Belgrad. Es war eine Standpauke, die sich gewaschen hat: Dragoljub Micunovic, der große alte Mann von Serbiens Demokratischer Partei (DS), hat offenbar vom trüben Treiben der heimischen Politik genug. Die Regierung müsse sich von den Tycoons endlich abgrenzen, redet der frühere Parlamentspräsident und DS-Mitgründer zum achten Jahrestag von Serbiens demokratischer Wende vor allem den eigenen Parteifreunden ins Gewissen.

Die Oligarchen, die sich einen großen Teil Serbiens zusammengekauft hätten, verfügten über Monopole und Privilegien, die sie bei der Privatisierung weder auf saubere noch faire Art erworben hätten, klagt der 78-jährige Philosoph. Keiner von ihnen habe sich auf dem freien Markt als großartiger Geschäftsmann bewiesen, sondern nur von der Sympathie staatlicher Organe und politischer Unterstützung profitiert: „Doch wer glaubt, dass man Parteien wie Felder und Läden kaufen kann, der irrt sich.“

Gießkanne über mehrere Parteien

Nicht ganz, denn in Serbien sind Politik und Wirtschaft eng verquickt. Eingestanden werden die Bande aber weder von den Parteifürsten noch von ihren Sponsoren. Zwar müssten Parteispenden von mehr als umgerechnet 75Euro eigentlich veröffentlicht werden. Doch vor allem bei der Finanzierung der Wahlkampagnen scheuen sich die Parteien, die Herkunft ihrer Mittel offenzulegen. Offiziell werden sie angeblich zu 80 bis 90 Prozent vom Staat finanziert. Vergeblich hatte denn auch die Tageszeitung „Politika“ im September die 15 größten Unternehmen des Landes befragt, ob sie in den vergangenen drei Jahren eine Partei gefördert hätten. Fehlanzeige.

Dabei sollen einige der heimischen Tycoons, wie Miroslav Miskovic, der zweitreichste Mann des Landes, zeitweise gleich mehreren Parteien kräftig unter die Arme gegriffen haben: Der Chef der Delta-Holding soll auch beim Zustandekommen der neuen Regierung der Demokraten mit den Sozialisten des verstorbenen Autokraten Slobodan Milosevic die Rolle des wohlwollenden Geburtshelfers gespielt haben.

Als Mäzen geschätzt, als Konkurrent nicht

Und die Politiker wissen, was sie ihren Wohltätern schuldig sind.

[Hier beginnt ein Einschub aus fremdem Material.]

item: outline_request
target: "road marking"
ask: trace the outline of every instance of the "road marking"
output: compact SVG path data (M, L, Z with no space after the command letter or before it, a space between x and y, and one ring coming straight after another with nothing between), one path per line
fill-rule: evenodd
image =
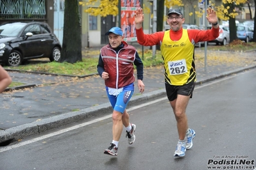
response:
M221 79L219 80L214 81L214 82L212 82L207 83L205 84L198 85L198 86L195 87L195 89L200 89L200 88L204 88L204 87L207 86L210 86L210 85L212 85L212 84L216 84L216 83L218 83L219 82L227 80L227 79L232 79L232 78L233 78L235 76L235 75L232 75L232 76L229 76L229 77L225 77L223 79ZM167 101L167 97L163 97L163 98L158 98L158 99L155 100L151 101L151 102L147 102L147 103L145 103L145 104L141 104L141 105L136 105L136 106L132 107L131 108L127 109L127 111L129 112L129 111L133 111L135 109L139 109L139 108L141 108L142 107L145 107L145 106L147 106L148 105L151 105L151 104L155 104L155 103L157 103L157 102L164 100ZM110 114L109 115L107 115L107 116L103 116L103 117L101 117L99 118L97 118L97 119L91 120L91 121L88 121L88 122L85 122L85 123L81 123L81 124L79 124L79 125L74 125L74 126L71 127L69 127L69 128L64 128L64 129L62 129L62 130L60 130L58 131L52 132L52 133L51 133L49 134L43 135L42 135L40 137L36 137L36 138L34 138L34 139L30 139L28 141L22 141L22 142L21 142L21 143L17 143L17 144L13 144L13 145L4 146L3 148L0 148L0 153L5 151L10 150L12 150L12 149L17 148L19 148L19 147L21 147L21 146L24 146L24 145L26 145L26 144L31 144L31 143L35 143L35 142L37 142L38 141L41 141L41 140L45 139L46 138L49 138L49 137L53 137L53 136L55 136L55 135L59 135L59 134L63 134L63 133L65 133L65 132L67 132L69 131L73 130L74 129L76 129L76 128L81 128L81 127L85 127L85 126L87 126L87 125L90 125L90 124L92 124L92 123L96 123L96 122L104 120L107 120L107 119L110 118L112 118L112 114Z

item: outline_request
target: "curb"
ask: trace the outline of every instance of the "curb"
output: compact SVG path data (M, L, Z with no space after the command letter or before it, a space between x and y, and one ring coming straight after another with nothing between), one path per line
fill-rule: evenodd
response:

Mehrheitlich lehnte das Parlament 2007 einen Antrag der linksliberalen LDP auf eine Debatte über die Monopole des Delta-Konzerns ab. Als der Delta-Konzern in der montenegrinischen Hauptstadt Podgorica zu Monatsbeginn eine neue Shoppingmall eröffnete, machte hingegen Premier Mirko Cvetkovic mit fast kompletter Ministerriege dem Parteiwohltäter selbst im Nachbarland die Aufwartung.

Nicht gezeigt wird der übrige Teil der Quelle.